There is another power with which China has long had a difficult relationship. This is India. Although India is China’s neighbor on land and not at sea, its naval plans are probably closely monitored in the Middle Kingdom. Today, India already has two aircraft carriers. One of them is called Vikramaditya - it, like Liaoning, is a Soviet-built ship. Initially, it was named “Admiral of the Fleet of the Soviet Union Gorshkov” (project 1143.4) and was sold to India by Russia in 2004. The second aircraft carrier is much older: it was built by the British company Vickers-Armstrong back in 1959, and sold to India in 1987. It is scheduled to be written off in 2017.
At the same time, India launched a program to build a new class of aircraft carriers, already on its own. This class called Vikrant will include (as of today) two ships - Vikrant and Vishai. The first of them was launched last year, although due to financial difficulties, the adoption of the ship into service was postponed until 2018. The ship has a “springboard” characteristic of Soviet designs, calculated on the operation of 12 Russian-made MiG-29K fighters. Also, the aircraft carrier will be able to take on board eight light HAL Tejas locally produced fighters and ten Ka-31 or Westland Sea King helicopters.

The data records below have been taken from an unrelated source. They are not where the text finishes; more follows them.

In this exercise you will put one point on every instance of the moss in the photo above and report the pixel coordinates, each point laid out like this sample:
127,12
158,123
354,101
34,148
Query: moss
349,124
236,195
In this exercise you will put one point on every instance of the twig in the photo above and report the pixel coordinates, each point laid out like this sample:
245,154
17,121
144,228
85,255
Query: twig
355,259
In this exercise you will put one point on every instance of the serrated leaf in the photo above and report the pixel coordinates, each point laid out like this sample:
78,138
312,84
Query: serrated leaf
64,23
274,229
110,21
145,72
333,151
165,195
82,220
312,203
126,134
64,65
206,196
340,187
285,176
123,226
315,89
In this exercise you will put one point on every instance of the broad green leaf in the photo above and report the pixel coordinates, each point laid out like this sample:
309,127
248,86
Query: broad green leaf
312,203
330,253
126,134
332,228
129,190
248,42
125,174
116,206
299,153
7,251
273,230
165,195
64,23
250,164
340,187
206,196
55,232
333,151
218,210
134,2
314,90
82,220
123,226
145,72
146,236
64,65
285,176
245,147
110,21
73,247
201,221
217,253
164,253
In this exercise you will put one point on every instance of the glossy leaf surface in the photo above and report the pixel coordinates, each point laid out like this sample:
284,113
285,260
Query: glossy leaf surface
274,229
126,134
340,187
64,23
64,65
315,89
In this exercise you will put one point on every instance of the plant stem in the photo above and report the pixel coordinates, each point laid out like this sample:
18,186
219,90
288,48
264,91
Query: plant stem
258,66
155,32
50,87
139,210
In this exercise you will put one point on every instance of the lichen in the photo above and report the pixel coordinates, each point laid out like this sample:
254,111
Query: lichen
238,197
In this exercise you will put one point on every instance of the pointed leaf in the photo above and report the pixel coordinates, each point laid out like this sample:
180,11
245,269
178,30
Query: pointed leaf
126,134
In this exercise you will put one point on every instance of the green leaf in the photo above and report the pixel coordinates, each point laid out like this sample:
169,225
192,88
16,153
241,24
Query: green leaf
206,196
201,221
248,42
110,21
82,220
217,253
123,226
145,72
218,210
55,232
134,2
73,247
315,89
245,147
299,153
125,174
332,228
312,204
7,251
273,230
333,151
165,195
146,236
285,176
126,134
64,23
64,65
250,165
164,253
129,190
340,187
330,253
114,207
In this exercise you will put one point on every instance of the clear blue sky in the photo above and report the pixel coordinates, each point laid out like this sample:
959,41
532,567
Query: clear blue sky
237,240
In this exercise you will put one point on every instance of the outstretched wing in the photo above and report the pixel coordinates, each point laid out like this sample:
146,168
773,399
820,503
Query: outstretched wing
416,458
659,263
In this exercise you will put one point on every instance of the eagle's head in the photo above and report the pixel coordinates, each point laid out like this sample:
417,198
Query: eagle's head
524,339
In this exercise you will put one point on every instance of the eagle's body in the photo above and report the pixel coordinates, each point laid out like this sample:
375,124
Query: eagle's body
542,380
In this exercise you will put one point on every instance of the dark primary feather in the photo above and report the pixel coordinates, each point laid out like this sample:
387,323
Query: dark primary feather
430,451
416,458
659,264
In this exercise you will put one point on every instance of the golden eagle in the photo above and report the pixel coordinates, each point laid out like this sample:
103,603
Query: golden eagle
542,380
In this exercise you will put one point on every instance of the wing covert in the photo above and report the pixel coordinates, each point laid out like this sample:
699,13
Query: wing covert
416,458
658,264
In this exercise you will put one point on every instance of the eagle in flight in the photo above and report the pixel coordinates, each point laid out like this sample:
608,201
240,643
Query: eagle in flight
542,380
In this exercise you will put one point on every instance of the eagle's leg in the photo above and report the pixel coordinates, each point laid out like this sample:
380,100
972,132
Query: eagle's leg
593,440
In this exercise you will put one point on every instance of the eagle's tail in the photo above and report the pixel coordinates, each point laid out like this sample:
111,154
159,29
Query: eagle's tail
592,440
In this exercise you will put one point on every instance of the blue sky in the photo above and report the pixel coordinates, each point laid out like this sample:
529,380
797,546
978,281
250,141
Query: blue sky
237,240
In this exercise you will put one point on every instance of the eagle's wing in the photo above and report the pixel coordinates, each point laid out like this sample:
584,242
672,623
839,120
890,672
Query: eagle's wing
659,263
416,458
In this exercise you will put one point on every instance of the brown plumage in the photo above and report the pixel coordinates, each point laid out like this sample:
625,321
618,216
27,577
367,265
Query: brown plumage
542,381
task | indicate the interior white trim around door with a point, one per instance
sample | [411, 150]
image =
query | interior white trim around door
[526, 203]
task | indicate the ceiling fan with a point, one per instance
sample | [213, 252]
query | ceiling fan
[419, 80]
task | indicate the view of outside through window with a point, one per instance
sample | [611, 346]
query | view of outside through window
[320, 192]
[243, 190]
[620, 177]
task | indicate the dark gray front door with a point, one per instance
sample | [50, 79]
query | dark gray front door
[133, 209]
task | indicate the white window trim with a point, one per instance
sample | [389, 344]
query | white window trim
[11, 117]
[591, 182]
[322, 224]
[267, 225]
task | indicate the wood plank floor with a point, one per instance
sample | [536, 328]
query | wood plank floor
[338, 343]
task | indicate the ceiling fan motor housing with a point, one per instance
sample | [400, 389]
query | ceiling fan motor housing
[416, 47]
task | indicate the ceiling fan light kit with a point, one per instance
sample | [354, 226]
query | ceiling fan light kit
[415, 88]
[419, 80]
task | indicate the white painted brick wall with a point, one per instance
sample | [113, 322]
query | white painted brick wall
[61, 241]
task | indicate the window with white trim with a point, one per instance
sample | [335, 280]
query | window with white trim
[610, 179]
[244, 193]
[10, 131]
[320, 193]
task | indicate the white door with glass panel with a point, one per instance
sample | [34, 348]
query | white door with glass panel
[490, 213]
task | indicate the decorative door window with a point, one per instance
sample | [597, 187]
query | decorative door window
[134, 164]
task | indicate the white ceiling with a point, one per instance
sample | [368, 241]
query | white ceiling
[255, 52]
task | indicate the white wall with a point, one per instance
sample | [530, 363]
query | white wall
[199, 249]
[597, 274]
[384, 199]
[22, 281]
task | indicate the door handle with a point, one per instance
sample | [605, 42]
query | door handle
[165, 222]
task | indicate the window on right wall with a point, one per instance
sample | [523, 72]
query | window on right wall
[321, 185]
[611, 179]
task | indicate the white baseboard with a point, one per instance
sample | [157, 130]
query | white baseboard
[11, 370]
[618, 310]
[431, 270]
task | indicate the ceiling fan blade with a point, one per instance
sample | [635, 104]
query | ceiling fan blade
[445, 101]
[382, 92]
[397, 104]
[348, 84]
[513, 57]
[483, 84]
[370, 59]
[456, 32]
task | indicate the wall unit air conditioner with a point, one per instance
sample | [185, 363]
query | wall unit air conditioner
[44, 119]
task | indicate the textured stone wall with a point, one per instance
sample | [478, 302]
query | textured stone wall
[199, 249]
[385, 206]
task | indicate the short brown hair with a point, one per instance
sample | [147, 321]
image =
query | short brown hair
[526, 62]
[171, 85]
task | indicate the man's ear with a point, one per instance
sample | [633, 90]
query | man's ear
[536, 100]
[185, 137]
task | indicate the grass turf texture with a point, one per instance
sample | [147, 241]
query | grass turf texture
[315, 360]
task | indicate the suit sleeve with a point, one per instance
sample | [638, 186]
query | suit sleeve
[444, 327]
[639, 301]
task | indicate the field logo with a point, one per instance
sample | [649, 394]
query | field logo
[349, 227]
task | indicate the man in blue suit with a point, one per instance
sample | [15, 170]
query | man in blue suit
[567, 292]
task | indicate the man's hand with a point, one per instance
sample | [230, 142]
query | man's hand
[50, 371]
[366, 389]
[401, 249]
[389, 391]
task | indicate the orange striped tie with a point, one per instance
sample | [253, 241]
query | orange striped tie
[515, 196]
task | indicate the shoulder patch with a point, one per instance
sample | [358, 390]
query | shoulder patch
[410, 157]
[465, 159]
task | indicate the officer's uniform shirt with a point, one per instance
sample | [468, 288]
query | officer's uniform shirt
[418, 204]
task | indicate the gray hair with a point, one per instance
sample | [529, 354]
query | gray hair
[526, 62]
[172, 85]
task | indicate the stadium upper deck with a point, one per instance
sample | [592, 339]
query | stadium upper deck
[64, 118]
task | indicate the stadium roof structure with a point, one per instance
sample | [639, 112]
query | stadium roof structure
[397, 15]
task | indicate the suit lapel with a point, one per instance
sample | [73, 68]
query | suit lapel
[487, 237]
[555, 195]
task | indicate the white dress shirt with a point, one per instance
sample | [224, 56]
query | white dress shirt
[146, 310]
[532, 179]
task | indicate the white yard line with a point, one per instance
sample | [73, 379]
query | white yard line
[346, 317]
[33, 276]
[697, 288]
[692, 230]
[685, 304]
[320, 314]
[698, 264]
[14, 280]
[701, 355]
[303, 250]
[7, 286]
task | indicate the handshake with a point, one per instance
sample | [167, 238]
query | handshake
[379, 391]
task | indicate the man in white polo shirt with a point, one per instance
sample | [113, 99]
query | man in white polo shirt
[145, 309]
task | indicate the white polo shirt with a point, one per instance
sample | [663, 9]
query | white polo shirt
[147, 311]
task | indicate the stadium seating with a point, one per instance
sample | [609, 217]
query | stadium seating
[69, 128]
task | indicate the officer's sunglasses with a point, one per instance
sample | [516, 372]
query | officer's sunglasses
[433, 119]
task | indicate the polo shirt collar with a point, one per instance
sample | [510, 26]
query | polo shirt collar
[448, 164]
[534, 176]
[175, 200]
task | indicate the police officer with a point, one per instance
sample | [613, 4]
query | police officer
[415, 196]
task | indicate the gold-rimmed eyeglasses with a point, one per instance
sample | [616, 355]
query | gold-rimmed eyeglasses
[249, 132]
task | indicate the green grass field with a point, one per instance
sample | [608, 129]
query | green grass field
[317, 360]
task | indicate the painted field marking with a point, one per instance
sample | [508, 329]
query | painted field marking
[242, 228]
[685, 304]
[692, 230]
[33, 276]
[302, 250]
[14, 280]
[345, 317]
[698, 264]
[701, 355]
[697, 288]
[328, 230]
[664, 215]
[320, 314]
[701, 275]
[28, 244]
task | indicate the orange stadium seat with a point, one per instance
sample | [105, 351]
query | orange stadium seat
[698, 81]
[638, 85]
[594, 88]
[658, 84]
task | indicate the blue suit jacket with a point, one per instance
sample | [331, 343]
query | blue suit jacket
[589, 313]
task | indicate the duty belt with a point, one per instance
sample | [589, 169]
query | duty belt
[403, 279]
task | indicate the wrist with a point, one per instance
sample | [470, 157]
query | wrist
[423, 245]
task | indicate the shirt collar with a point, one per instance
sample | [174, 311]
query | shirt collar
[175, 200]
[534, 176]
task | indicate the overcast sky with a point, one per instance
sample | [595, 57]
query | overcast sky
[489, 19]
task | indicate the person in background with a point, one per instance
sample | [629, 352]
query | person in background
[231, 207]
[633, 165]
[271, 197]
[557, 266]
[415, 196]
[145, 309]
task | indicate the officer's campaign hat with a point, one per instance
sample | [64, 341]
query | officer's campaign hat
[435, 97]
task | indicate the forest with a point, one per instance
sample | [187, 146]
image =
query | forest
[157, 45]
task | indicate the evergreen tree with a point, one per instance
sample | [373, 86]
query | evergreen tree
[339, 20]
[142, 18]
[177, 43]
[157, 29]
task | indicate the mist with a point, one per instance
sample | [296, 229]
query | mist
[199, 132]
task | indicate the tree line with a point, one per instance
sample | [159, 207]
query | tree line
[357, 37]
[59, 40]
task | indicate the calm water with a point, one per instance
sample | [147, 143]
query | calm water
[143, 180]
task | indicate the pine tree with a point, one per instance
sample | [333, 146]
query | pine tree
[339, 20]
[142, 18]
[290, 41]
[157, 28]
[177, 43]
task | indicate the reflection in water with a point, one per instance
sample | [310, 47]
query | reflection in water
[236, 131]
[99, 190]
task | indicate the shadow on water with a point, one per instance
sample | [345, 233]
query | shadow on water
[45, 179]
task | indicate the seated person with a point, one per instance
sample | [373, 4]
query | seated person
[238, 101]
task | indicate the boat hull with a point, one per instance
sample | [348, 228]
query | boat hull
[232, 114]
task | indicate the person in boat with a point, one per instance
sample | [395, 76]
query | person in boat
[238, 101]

Western military experts agree that the Chinese aircraft carrier program is more a political declaration of intent than an important step in military development, and the Chinese aircraft carrier ships will not be able to seriously compete with American naval forces. China is able to solve security issues in the near waters based on land bases, and the PLA Navy is not yet able to express itself seriously in the open ocean. However, if we consider aircraft carriers as an indispensable attribute of a great power, then the symbolic meaning of China's plans can be understood. Yes, and it is worthless to lag behind India.The article “Demonstration of the flag” was published in the journal Popular Mechanics (No. 3, March 2014).